Doch statt auf Widerstand zu treffen, stieß sie beim neuen OB auf offene Ohren. Er arbeitete ein Konzept aus, das mit seinen Vorstellungen von Bürgerbeteiligung und Vertrauen in die Fähigkeiten der eigenen Verwaltung zu vereinbaren war. Jetzt stellt sich die Koalition quer. Dauerkonsens schadet dem eigenen Profil, das ist wohl unbestritten.

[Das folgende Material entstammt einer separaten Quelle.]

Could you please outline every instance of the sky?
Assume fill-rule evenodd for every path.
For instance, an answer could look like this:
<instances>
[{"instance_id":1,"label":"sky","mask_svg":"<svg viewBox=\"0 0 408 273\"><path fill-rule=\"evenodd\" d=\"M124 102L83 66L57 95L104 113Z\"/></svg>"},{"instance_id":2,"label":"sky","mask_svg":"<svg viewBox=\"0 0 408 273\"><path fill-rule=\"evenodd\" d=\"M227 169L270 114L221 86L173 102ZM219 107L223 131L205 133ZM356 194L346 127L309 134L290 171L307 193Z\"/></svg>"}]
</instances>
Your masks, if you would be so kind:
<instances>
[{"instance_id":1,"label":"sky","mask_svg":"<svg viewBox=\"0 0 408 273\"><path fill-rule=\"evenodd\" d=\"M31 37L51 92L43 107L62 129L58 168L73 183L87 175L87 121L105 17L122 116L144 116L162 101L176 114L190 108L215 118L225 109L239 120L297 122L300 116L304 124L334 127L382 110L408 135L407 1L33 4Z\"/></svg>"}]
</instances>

Ob die politischen Unterschiede den Bürgern aber gerade bei einem so abstrakten Thema wie dem Masterplan zu vermitteln sind, bleibt fraglich. Denn schließlich geht es dabei doch darum, die Zukunft der Stadtgesellschaft unter größtmöglicher Beteiligung derselben zu entwerfen. Dazu braucht es außer fundierter Daten und mutiger Visionen vor allem auch ein Höchstmaß an Konsens.